I have tried to implement a multithreaded crawler and I am having
quite a few issues with it. As a newbie multithreading seems to be
quite harder than I thought it would be.
Firstly this is how I initiate the threads:
[code/]
startwatch.Start()
'myQ.Enqueue(thread)
For Each link In completeList
Try
Dim thread = New Thread(AddressOf processUrl)
numThread = numThread + 1
If numThread < 10 Then
ThreadList.Add(thread)
End If
thread.Start(link)
Catch ex As Exception
MessageBox.Show(ex.Message.ToString, "Error
Message", MessageBoxButtons.OK)
End Try
Next
For Each thread In ThreadList
thread.Join()
Next
startwatch.Stop()
elapsedTime = startwatch.ElapsedMilliseconds
[/code]
the idea is to read a list of urls and then have a few threads go and
fetch the pages.
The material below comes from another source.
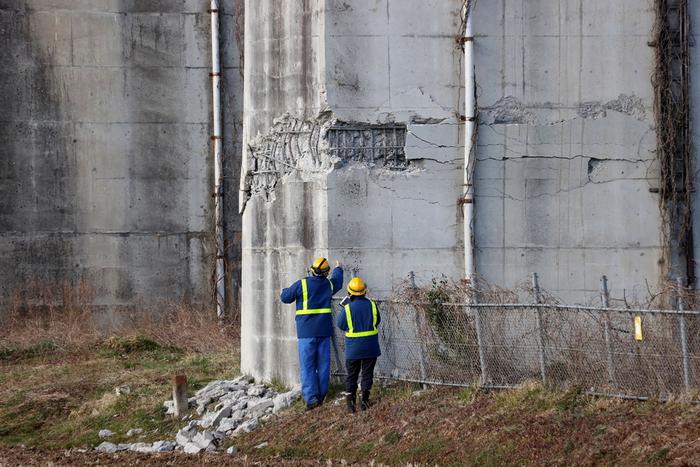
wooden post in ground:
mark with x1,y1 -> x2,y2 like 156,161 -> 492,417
173,375 -> 188,417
Once i get the pages I will parse the html to extract
more urls and then write these to the database. My problem is where I
try to go and parser the pages and write to the database. I use
synclock but still getting errors where it cannot access either the
file or database. At one point the program just crashes. Here is a
peek at the calling methods;
[code/]
If Not String.IsNullOrEmpty(html) Then
'get all links first
SyncLock html
links = parser.GetLinks(fromUrl, html)
End SyncLock
For Each link As String In links
...
...
...
Links_DBObj.insert_feedurls_link(link, feedlink, execError,
connObj_Generic, commObj_Generic)
[/code]
Does anyone have any suggestions? Others have mentioned using
synchronous queues etc but not too sure how to do that. What would be
the most effecient way to implement this? Have threads just fetch the
urls and the individually parse them or can I have the threads do that
too?